"Инквизитор". Компиляция. Книги 1-12 (СИ) - Конофальский Борис. Страница 39

— А это что? — спросил солдат, разглядывая содержимое тарелки.

— Это сливки. Берите ложку, пробуйте.

— Это сливки? — солдат взял ложку, но не решался попробовать.

— Сливки. Попробуйте, это просто взбитые сливки.

Волков зачерпнул ложечкой белой массы. Он не помнил, когда последний раз пользовался серебряной посудой. Даже на пирах у герцога, где гвардейцев первого круга, к которому принадлежал он, сажали с гостями за стол, серебряная посуда ему не доставалась ни разу. Гвардейцы, обычно, сидели в самом конце стола. А теперь он пробовал сливки.

— О, да тут сахар!

Госпожа Анна кивнула, улыбнулась, тоже попробовала сливки и запила их кофе. Волков последовал ее примеру, и вкус был удивительный.

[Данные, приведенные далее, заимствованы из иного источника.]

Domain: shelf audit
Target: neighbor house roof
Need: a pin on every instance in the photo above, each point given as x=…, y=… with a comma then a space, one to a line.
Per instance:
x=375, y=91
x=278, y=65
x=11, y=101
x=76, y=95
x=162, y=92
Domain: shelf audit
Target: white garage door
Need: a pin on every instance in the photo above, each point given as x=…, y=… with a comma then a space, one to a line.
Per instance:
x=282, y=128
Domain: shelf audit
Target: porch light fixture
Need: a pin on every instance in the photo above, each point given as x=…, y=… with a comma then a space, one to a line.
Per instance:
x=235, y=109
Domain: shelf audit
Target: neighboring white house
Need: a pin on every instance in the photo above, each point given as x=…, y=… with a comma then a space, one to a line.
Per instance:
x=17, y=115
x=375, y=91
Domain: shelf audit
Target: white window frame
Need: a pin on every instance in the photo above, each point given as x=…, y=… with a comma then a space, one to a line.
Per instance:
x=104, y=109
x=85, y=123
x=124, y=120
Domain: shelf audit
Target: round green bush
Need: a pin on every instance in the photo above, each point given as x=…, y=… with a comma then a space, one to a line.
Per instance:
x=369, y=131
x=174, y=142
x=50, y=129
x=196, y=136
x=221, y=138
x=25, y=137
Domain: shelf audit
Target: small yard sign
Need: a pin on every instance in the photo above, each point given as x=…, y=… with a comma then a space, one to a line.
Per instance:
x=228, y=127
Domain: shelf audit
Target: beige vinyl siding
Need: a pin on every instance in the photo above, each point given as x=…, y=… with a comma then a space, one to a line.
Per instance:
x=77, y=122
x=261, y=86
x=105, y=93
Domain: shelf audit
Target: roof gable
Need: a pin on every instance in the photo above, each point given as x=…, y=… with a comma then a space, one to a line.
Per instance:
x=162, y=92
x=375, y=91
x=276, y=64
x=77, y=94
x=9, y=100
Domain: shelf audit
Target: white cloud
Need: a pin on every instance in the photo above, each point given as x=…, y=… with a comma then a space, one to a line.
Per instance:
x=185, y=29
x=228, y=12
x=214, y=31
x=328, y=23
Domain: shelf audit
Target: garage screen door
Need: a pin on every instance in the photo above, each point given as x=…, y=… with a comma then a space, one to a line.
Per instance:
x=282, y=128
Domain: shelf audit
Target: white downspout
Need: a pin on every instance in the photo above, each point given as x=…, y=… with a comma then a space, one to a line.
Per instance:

Тем временем, за огромным окном начинало темнеть, и солдат стал думать, что пора бы прощаться, уж очень ему не хотелось возвращаться в темноте, а путь до замка барона был не близкий. А слуга госпожи Анны тем временем принес канделябры с толстыми свечами и зажег их.

— Скажи всем — пусть ложатся. Сам тоже можешь идти спать, — тихо распорядилась фрау Анна.

Слуга поклонился и вышел, а солдат недоумевал, если она отпустила слуг, значит… Наверное, он останется ночевать здесь.

Отличный ужин, разговоры, ни слова о погибших детях, кофе, серебряная посуда, что это красивая, благородная и богатая женщина может хотеть от солдата-простолюдина? Волков был высок ростом, малорослых в гвардию герцога де Приньи не брали. Он был хорошо сложен и крепок, жирных и хилых гвардейцев не бывает. Возможно, он был даже привлекательным, но солдат прекрасно знал, что вряд ли благородная женщина будет путаться с простолюдином, а значит пришло время выяснить, зачем его пригласили. Он отодвинул кресло и встал.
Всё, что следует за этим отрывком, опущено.